Потом пришел великолепный, снисходительный в белых гетрах, в очень
толстом вязаном жилете артист Московского драматического театра Гришка
Фабер. Вот кто нисколько не переменился! С таким видом, как будто все, что
происходит в этом зале, относится только к нему, он шикарно расцеловал
юбиляра в обе щеки и сел, заложив ногу за ногу. Он сразу занял очень много
места в президиуме, и стало казаться, что это его юбилей, а вовсе не
Кораблева. С туманным видом он посмотрел на публику, потом вынул гребешок
и причесался. Я написал ему записку: "Гришка, подлец, здорово!" Он
прочитал и, снисходительно улыбаясь, помахал мне рукой.
Это был превосходный вечер, и он был так хорош потому, что все, кто
выступал, говорили чистую правду. Никто не врал - без сомнения потому, что
о Кораблеве не трудно было говорить чистую правду, - ведь он никогда и не
требовал ничего другого от своих учеников.
Я бы хотел, чтобы через двадцать пять лет работы обо мне говорили
так, как об Иване Павлыче в этот вечер.
От родителей, от выпуска тридцать первого года, от рабочих мебельной
фабрики, от райсовета, от гороно! Все с цветами - и одна корзина больше
другой. Но вот председатель объявил, что "от имени актеров, вышедших из
стен нашей школы, сейчас выступит Григорий Иванович Фабер", и два здоровых
парня принесли такую корзину, что все ахнули, - шепот так и побежал по
рядам.
Гришка встал. Как всегда, он говорил прекрасно, только слишком орал,
и мне показалось странным, что в театре его не научили говорить потише. Он
назвал Ивана Павлыча "учителем жизни в искусстве" и добавил, что лично для
него это сыграло огромную роль. Потом он еще раз расцеловал Кораблева и
сел, очень довольный собой.
Цветов на эстраде становилось все больше, и Иван Павлыч сидел очень
красный и время от времени растерянно поправлял усы. Кажется, он
стеснялся, что чувствует себя таким счастливым. Когда его хвалили, у нем
становились страдающие глаза.
Потом выступил лейтенант, который в наше время учился в каком-то там
пятом классе, и сказал, что, поскольку товарищ Фабер говорил от имени
артистов, он позволит себе произнести приветствие от имени курсантов и
командиров Рабоче-крестьянской Красной Армии, также вышедших из стен этой
школы.
- Дорогой Иван Павлыч, - сказал я, когда председатель дал мне слово,
- теперь позвольте мне сказать от имени летчиков, потому что немало ваших
учеников летают над нашей великой Советской страной, и все они без
сомнения, присоединятся к каждому моему слову. Говорят, что писатели -
инженеры человеческих душ. Но вы - тоже инженер человеческих душ. Однажды,
например, проснувшись рано утром, я обнаружил, что мой сосед, не
отрываясь, смотрит на потолок, и так внимательно, что даже не отвечает на
мои вопросы. Я проследил за его взглядом и увидел, что на потолке
нарисован черный кружок величиной с полтинник. Это повторилось и на
следующий день. Два месяца мой сосед каждое утро смотрел на этот черный
кружок. Как вы думаете, зачем он это делал? Конечно, он сам мог бы
ответить на этот вопрос, потому что в данную минуту он является моим
соседом за этим столом. - Валя смущенно засмеялся, а за ним президиум и
весь зал. - Но так и быть - скажу за него: он развивал силу взгляда. Чей
же взгляд так поразил его? Знаменитый взгляд Ивана Павлыча Кораблева.

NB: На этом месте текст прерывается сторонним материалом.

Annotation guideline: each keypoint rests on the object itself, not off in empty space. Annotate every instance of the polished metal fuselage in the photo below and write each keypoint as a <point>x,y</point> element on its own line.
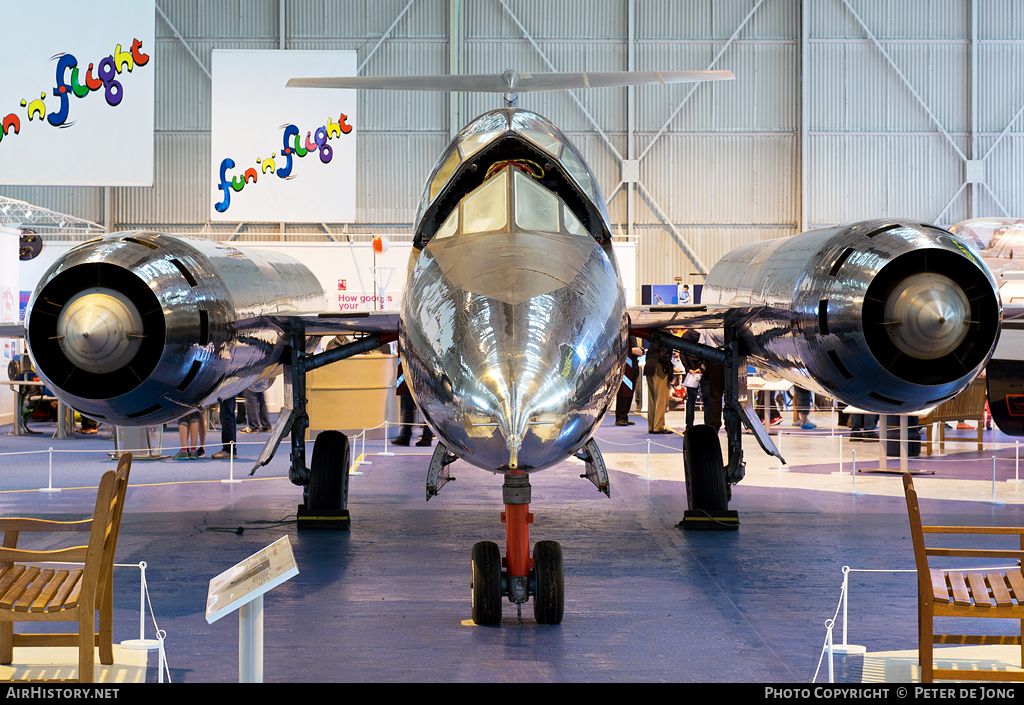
<point>202,303</point>
<point>513,337</point>
<point>511,374</point>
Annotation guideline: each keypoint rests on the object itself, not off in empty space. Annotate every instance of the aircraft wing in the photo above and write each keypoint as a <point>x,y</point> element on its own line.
<point>337,323</point>
<point>512,81</point>
<point>643,320</point>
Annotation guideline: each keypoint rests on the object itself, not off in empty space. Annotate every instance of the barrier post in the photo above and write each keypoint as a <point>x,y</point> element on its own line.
<point>49,487</point>
<point>385,451</point>
<point>994,501</point>
<point>230,467</point>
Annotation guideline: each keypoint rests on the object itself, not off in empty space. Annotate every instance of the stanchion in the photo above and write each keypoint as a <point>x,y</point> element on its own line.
<point>1017,462</point>
<point>853,471</point>
<point>49,487</point>
<point>385,451</point>
<point>841,472</point>
<point>230,467</point>
<point>648,462</point>
<point>778,444</point>
<point>994,501</point>
<point>363,454</point>
<point>142,643</point>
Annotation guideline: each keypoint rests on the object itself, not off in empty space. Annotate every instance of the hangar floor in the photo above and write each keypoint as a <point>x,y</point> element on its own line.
<point>645,600</point>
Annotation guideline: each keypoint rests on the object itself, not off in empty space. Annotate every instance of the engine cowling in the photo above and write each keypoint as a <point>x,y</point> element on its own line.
<point>137,328</point>
<point>890,317</point>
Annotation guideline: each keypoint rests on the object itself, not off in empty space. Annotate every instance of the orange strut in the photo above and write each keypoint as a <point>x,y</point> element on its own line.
<point>517,520</point>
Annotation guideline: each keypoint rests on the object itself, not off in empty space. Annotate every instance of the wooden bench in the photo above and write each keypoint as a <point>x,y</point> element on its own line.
<point>976,592</point>
<point>36,593</point>
<point>969,405</point>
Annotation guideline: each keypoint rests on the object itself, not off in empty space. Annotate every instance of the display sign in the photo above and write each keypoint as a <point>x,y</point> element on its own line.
<point>244,582</point>
<point>282,155</point>
<point>77,98</point>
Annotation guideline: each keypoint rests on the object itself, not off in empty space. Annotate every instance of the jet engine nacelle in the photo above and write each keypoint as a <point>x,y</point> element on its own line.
<point>137,328</point>
<point>890,317</point>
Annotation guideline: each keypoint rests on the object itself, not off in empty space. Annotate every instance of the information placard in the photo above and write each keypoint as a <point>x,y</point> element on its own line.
<point>244,582</point>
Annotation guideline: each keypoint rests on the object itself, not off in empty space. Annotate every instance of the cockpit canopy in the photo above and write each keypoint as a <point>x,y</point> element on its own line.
<point>511,199</point>
<point>550,169</point>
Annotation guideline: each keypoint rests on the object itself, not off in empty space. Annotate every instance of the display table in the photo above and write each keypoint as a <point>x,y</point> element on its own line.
<point>20,388</point>
<point>904,444</point>
<point>755,384</point>
<point>353,394</point>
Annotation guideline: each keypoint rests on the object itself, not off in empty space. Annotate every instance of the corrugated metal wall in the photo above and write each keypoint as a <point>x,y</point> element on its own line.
<point>726,169</point>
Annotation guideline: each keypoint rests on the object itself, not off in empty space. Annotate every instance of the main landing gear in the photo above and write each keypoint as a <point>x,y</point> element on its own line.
<point>517,576</point>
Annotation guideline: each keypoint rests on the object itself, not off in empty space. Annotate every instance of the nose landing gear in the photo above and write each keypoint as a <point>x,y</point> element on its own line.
<point>541,577</point>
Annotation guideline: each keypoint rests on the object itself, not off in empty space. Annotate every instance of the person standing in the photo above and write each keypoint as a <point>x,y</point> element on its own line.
<point>693,368</point>
<point>658,371</point>
<point>628,385</point>
<point>226,429</point>
<point>803,403</point>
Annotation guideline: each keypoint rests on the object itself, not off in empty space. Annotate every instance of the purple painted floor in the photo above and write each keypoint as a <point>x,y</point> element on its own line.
<point>389,600</point>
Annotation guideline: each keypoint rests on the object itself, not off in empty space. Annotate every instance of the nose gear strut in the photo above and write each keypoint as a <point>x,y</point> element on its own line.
<point>517,576</point>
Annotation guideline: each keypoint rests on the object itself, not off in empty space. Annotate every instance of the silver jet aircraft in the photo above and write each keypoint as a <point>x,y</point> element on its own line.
<point>513,332</point>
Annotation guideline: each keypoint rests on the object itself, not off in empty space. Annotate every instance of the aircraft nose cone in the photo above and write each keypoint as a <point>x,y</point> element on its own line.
<point>93,330</point>
<point>521,399</point>
<point>927,316</point>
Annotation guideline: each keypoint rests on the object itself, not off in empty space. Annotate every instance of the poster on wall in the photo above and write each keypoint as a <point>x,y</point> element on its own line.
<point>77,97</point>
<point>282,155</point>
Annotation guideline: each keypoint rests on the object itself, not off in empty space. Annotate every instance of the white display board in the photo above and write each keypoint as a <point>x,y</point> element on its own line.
<point>243,582</point>
<point>8,313</point>
<point>282,155</point>
<point>77,97</point>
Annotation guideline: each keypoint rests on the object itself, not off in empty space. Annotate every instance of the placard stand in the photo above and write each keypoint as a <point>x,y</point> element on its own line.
<point>242,587</point>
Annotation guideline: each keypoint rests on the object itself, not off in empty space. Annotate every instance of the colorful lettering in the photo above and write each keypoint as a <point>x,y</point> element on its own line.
<point>224,184</point>
<point>79,90</point>
<point>37,108</point>
<point>107,73</point>
<point>122,58</point>
<point>136,53</point>
<point>59,117</point>
<point>90,82</point>
<point>289,131</point>
<point>11,121</point>
<point>110,68</point>
<point>292,146</point>
<point>321,138</point>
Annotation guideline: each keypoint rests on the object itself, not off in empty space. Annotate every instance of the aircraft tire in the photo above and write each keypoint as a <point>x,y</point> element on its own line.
<point>486,585</point>
<point>706,485</point>
<point>549,596</point>
<point>329,471</point>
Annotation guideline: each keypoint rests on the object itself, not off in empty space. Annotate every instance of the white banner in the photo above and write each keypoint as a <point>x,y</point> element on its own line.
<point>282,155</point>
<point>77,97</point>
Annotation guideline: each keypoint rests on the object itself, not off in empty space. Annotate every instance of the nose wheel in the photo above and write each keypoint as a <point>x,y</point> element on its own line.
<point>545,583</point>
<point>520,577</point>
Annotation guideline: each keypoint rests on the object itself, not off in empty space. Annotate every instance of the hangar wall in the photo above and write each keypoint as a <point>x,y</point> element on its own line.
<point>900,96</point>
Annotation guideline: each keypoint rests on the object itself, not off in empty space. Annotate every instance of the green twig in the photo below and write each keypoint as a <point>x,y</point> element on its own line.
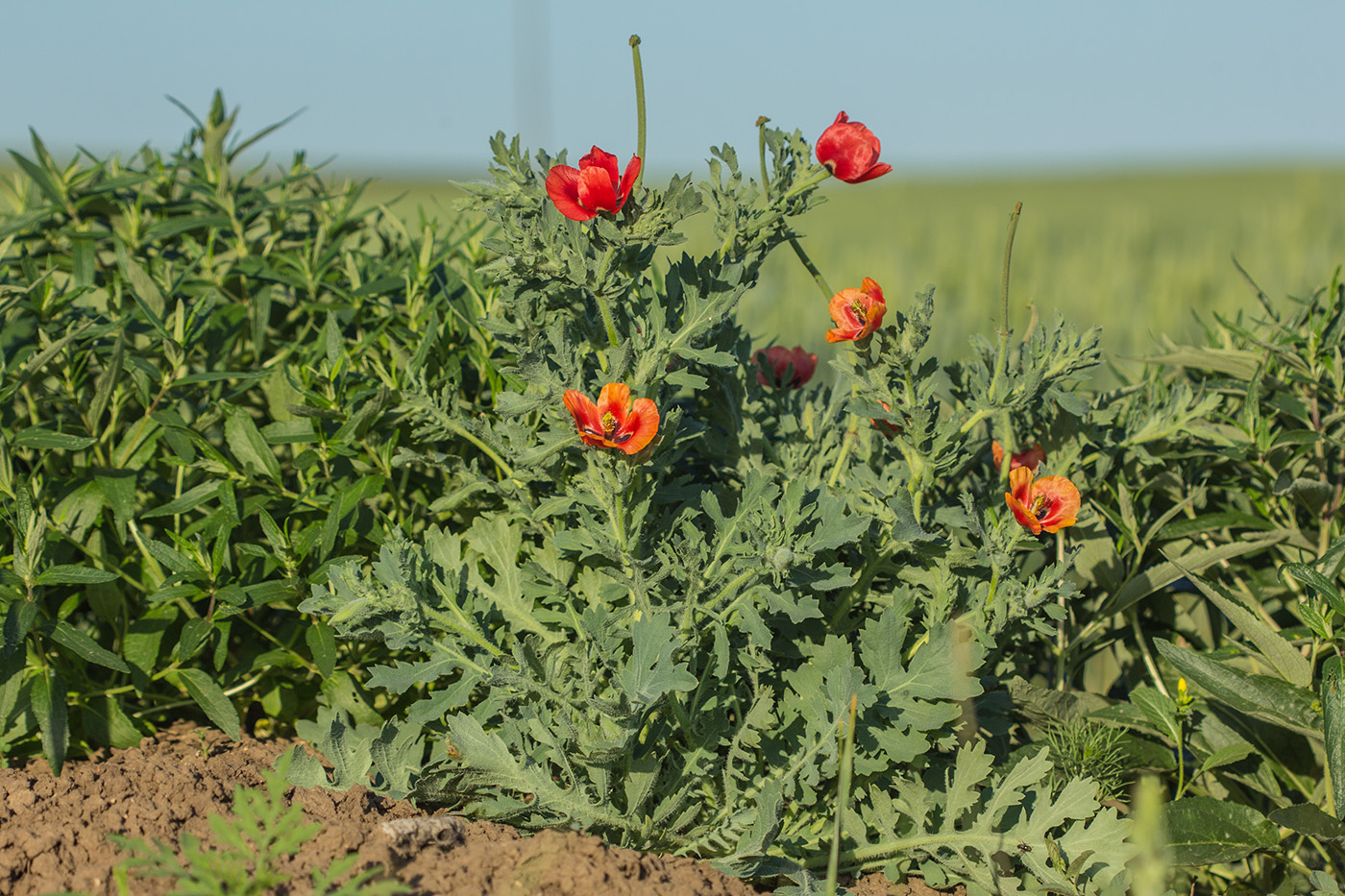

Дорогой Иван Павлыч! Теперь я могу вам откровенно признаться: мы не
выдерживали вашего взгляда. Бывало, натворишь что-нибудь и только
соберешься соврать, а встретишь вас или только вспомнишь о вас - и
невольно говоришь правду. По-моему, это и есть самое главное, чему должна
учить нас школа.
Я кончил речь и пошел к Ивану Павлычу целоваться. С другой стороны к
нему полез целоваться Валька, и мы столкнулись лбами.
До сих пор мне хлопали довольно жидко, но когда мы столкнулись лбами,
раздались оглушительные аплодисменты.
После меня выступила Таня Величко, но я уже не слушал ее, потому что
приехал Николай Антоныч.
Он вошел в зал - толстый, солидный, снисходительный, в каких-то
широких брюках, и, немного наклонясь вперед, стал пробираться к
президиуму. Я видел, как наша бедная старая Серафима, та самая, которая
когда-то по комплексному методу обучала нас "утке", побежала перед ним,
расчищая дорогу, - а он шел, не глядя на нее и не улыбаясь.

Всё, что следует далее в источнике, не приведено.